O presidente da Força Sindical, deputado federal Paulo Pereira da Silva (PDT-SP), afirmou nesta terça-feira que se as centrais sindicais aceitarem a redução da jornada de trabalho de 44 horas para 42 horas, a votação da Proposta de Emenda à Constituição (PEC) que trata do tema será votada na semana seguinte.

Contudo, as centrais, que hoje pedem a redução para 40 horas semanais, e os empresários, que não aceitam a mudança das atuais 44 horas, não chegaram a acordo. Nesta terça, o presidente da Câmara dos Deputados, Michel Temer (PMDB-SP), reuniu-se com empresários para discutir a PEC. Os empresários rejeitaram a redução, e Temer apresentou uma proposta alternativa, de redução para 42 horas semanais, com compensação fiscal para empresários e sem aumento do percentual que deve ser pago sobre a hora extra.

"A ideia é que teria redução para 42 horas, isenção fiscal que cobrisse parte desse custo e mantivesse hora extra em 50% como é hoje. Isso, do nosso ponto de vista, é um recuo da proposta. Agora, nem com isso o empresário concordou. E, se os empresários não concordaram com as 42 horas, nós é que não vamos concordar", disse Pereira da Silva.

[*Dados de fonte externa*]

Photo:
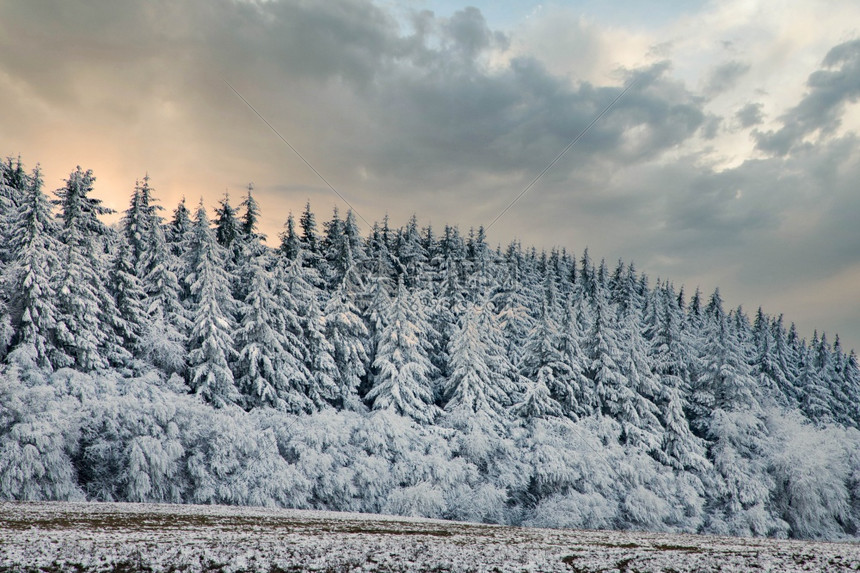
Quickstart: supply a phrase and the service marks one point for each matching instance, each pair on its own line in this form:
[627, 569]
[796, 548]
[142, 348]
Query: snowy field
[143, 537]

"Neste momento, não temos como dizer se está bom ou ruim. Primeiro temos que ouvir as nossas bases. Queremos marcação da data de votação", afirmou Paulinho da Força.

Pressão
Paulinho voltou a dizer que haverá um "festival" de paralisações nas empresas, depois do Carnaval, se não houver negociação para redução da jornada de trabalho. "Temos que continuar brigando pelas 40 horas, até porque nossa disposição, a partir do Carnaval, é fazer um festival de greves nas empresas e fazer com que as empresas reduzam imediatamente", disse o parlamentar.

O presidente da Central Única dos Trabalhadores (CUT), Artur Henrique, prometeu manter a pressão para que a PEC seja votada. "Vamos manter a pressão no Congresso Nacional, o trabalho de convencimento de deputados e senadores, e, nos Estados e municípios, com as centrais sindicais, para mobilizar a base. Também vamos levar uma pauta de reivindicações às empresas, de redução da jornada sem redução do salário. E, se não houver negociação, haverá greves".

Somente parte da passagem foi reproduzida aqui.